The EMA is pleased to announce that as of September 4th, 2020, our mission area now includes components of the former Land Resources and Environmental Health Mission Areas. This alignment brings together related and complementary USGS science under one  umbrella. The EMA has also streamlined its existing programs, and our research portfolio now includes the following: 

  • The Species Management Research Program provides science that is used by managers, policy makers, and others for decisions that protect, conserve, and enhance healthy fish and wildlife populations across the United States and beyond.  
  • The Land Management Research Program conducts science to effectively manage lands, waters, and priority ecosystems on millions acres across the Nation that includes public lands such as national parks and refuges, and other critical landscapes that support a biodiversity of  fish, wildlife, and plant species, as well as thriving economies. 

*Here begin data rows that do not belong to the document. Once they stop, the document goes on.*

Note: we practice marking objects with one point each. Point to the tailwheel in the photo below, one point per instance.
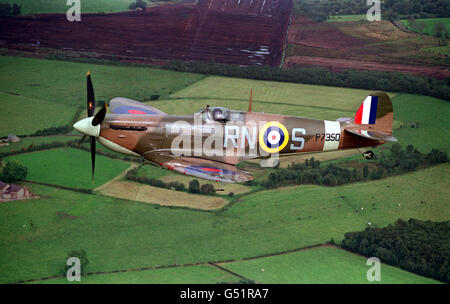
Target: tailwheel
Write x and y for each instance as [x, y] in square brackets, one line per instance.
[368, 155]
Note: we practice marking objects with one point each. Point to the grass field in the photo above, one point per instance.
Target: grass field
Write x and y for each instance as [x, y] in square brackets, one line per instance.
[430, 113]
[429, 27]
[27, 141]
[65, 82]
[202, 274]
[169, 176]
[59, 6]
[347, 18]
[69, 167]
[118, 234]
[161, 196]
[324, 265]
[310, 101]
[24, 115]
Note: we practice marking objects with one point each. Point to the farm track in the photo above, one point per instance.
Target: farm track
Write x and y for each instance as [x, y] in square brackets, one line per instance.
[212, 263]
[360, 46]
[343, 64]
[245, 32]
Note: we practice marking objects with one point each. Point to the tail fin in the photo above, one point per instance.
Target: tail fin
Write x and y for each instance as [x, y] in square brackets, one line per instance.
[374, 118]
[376, 110]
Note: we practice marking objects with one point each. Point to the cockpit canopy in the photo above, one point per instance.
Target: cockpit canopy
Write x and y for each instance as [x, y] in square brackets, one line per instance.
[219, 114]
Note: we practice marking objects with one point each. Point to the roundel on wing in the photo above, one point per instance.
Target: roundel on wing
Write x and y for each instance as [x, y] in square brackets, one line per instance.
[273, 137]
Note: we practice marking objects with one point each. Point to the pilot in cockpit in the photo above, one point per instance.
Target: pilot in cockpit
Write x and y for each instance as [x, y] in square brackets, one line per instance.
[219, 114]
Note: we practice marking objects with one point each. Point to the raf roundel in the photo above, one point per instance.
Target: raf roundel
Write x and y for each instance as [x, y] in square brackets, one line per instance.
[273, 137]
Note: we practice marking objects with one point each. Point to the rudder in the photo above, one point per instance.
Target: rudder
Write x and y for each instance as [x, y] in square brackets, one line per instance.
[377, 111]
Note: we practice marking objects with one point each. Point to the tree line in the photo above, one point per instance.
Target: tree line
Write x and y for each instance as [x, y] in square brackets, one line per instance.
[7, 10]
[368, 80]
[390, 9]
[422, 247]
[396, 161]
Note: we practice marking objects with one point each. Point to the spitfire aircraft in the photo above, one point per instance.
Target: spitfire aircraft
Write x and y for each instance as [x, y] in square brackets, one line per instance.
[211, 142]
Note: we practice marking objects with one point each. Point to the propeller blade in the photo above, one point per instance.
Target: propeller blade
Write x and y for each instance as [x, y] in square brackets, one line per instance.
[93, 156]
[82, 139]
[90, 96]
[100, 116]
[250, 102]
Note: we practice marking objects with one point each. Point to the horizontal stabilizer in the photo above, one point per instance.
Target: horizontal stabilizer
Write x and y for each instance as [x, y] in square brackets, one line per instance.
[374, 135]
[121, 105]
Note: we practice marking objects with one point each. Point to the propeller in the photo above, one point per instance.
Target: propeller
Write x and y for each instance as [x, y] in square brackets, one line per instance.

  • The Biological Threats Research Program delivers science to protect public safety, property, and ecosystems from invasive plants and animals and infectious fish and wildlife diseases that pose significant ecologic and economic threats to the resources of the United States 
  • The Environmental Health Program (Toxic Substances Hydrology and Contaminant Biology) supports integrated natural science expertise and capabilities across the USGS related to environmental contaminants and pathogens. This science informs stakeholder decisions to manage fish and wildlife health and provides environmental exposure information to partners in public health.  
  • The National and Regional Climate Adaptation Science Centers work directly with partners and stakeholders on regional issues related to climate impacts and adaptation strategies. The Land Change Science program (formerly the Climate R&D program) strives to advance the understanding of the physical, chemical, and biological components of the Earth system, the causes and consequences of climate and land use change, and the vulnerability and resilience of the Earth system to such changes.
  • The Cooperative Research Units conduct science to enhance graduate education in fisheries and wildlife sciences and to facilitate research and technical assistance between natural resource agencies and universities on topics of mutual concern.